Nick Majendie

Personal information
- Full name: Nicholas Lionel Majendie
- Born: 9 June 1942 (age 84) Cheltenham, Gloucestershire, England
- Batting: Right-handed
- Role: Wicketkeeper

Domestic team information
- 1961–1963: Oxford University
- 1963: Surrey

Career statistics
| Competition | First-class |
| Matches | 26 |
| Runs scored | 313 |
| Batting average | 11.59 |
| 100s/50s | 0/1 |
| Top score | 54 |
| Catches/stumpings | 64/4 |
- Source: Cricinfo, 24 May 2019

= Nick Majendie =

English cricketer and investment manager

Nicholas Lionel Majendie (born 9 June 1942 in Cheltenham) is a former English first-class cricketer who played for Oxford University and Surrey in the 1960s. He became an investment manager in Canada.

==Life and career==
Nick Majendie was educated at Winchester College, where he played cricket for the school, and at Christ Church, Oxford, playing for Oxford University from 1961 to 1963. A wicket-keeper and lower-order batsman, after appearing in a few matches for Surrey late in the 1963 season he was named by the Test player Colin Cowdrey as one of the most promising young players in England: "[he did] enough to raise every eyebrow, for nothing eluded him and his obvious class became apparent to all". However, Majendie played no further first-class cricket after the 1963 season.
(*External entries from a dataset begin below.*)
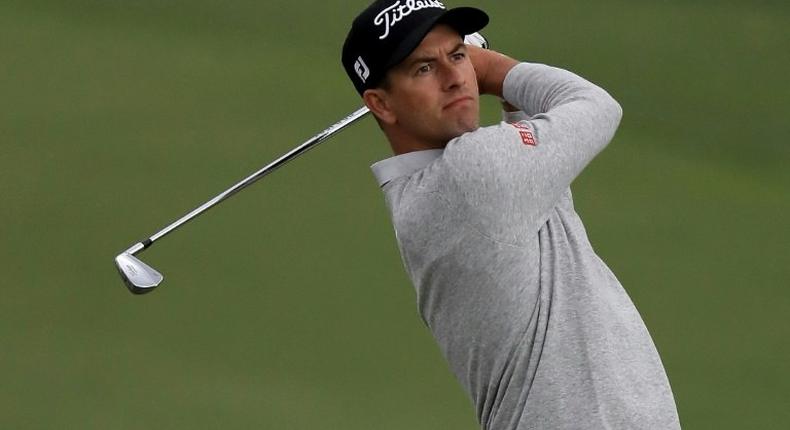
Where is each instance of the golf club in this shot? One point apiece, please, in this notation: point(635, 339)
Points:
point(141, 278)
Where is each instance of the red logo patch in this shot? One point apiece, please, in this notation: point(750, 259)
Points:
point(527, 138)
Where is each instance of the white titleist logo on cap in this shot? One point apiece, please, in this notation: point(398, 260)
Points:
point(362, 69)
point(391, 15)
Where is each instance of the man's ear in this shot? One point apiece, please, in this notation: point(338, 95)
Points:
point(377, 100)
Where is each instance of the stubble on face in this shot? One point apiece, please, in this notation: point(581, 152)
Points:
point(433, 92)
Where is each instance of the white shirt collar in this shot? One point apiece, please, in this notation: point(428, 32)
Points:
point(404, 164)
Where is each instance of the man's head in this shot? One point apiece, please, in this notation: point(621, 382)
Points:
point(408, 61)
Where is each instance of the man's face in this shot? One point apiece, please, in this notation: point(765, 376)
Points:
point(433, 93)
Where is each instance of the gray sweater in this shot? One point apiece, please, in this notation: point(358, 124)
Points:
point(532, 322)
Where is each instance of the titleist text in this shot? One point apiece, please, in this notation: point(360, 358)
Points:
point(393, 14)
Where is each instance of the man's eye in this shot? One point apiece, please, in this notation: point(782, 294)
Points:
point(425, 68)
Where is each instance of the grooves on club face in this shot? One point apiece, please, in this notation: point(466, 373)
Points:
point(139, 277)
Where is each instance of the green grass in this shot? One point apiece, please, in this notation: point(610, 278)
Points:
point(288, 307)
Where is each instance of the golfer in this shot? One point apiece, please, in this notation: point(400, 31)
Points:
point(532, 322)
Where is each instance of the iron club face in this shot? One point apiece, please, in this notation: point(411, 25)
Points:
point(139, 277)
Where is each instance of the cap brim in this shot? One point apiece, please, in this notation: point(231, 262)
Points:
point(465, 20)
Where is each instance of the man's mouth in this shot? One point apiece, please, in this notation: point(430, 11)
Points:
point(458, 102)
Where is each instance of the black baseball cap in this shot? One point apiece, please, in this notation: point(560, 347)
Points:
point(387, 31)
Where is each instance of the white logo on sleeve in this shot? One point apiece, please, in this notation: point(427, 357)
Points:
point(391, 15)
point(362, 69)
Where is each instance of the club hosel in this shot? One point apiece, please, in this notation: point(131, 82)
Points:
point(137, 247)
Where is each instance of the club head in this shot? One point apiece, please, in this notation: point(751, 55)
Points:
point(139, 277)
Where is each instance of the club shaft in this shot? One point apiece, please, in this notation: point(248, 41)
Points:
point(290, 155)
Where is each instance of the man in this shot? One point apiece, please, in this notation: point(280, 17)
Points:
point(534, 325)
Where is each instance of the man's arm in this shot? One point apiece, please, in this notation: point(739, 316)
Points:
point(514, 175)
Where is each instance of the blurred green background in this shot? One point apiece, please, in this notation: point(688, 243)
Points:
point(287, 307)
After receiving an MA from Oxford, Majendie moved to Canada in 1964. He became a chartered accountant with Price Waterhouse in 1967, and in 1969 entered the investment business as a research analyst. Since then he has run his own investment companies. Among other positions, he is a Director of Canaccord Genuity Corporation and Majendie Wealth Management. He has also been a frequent investment commentator in the media.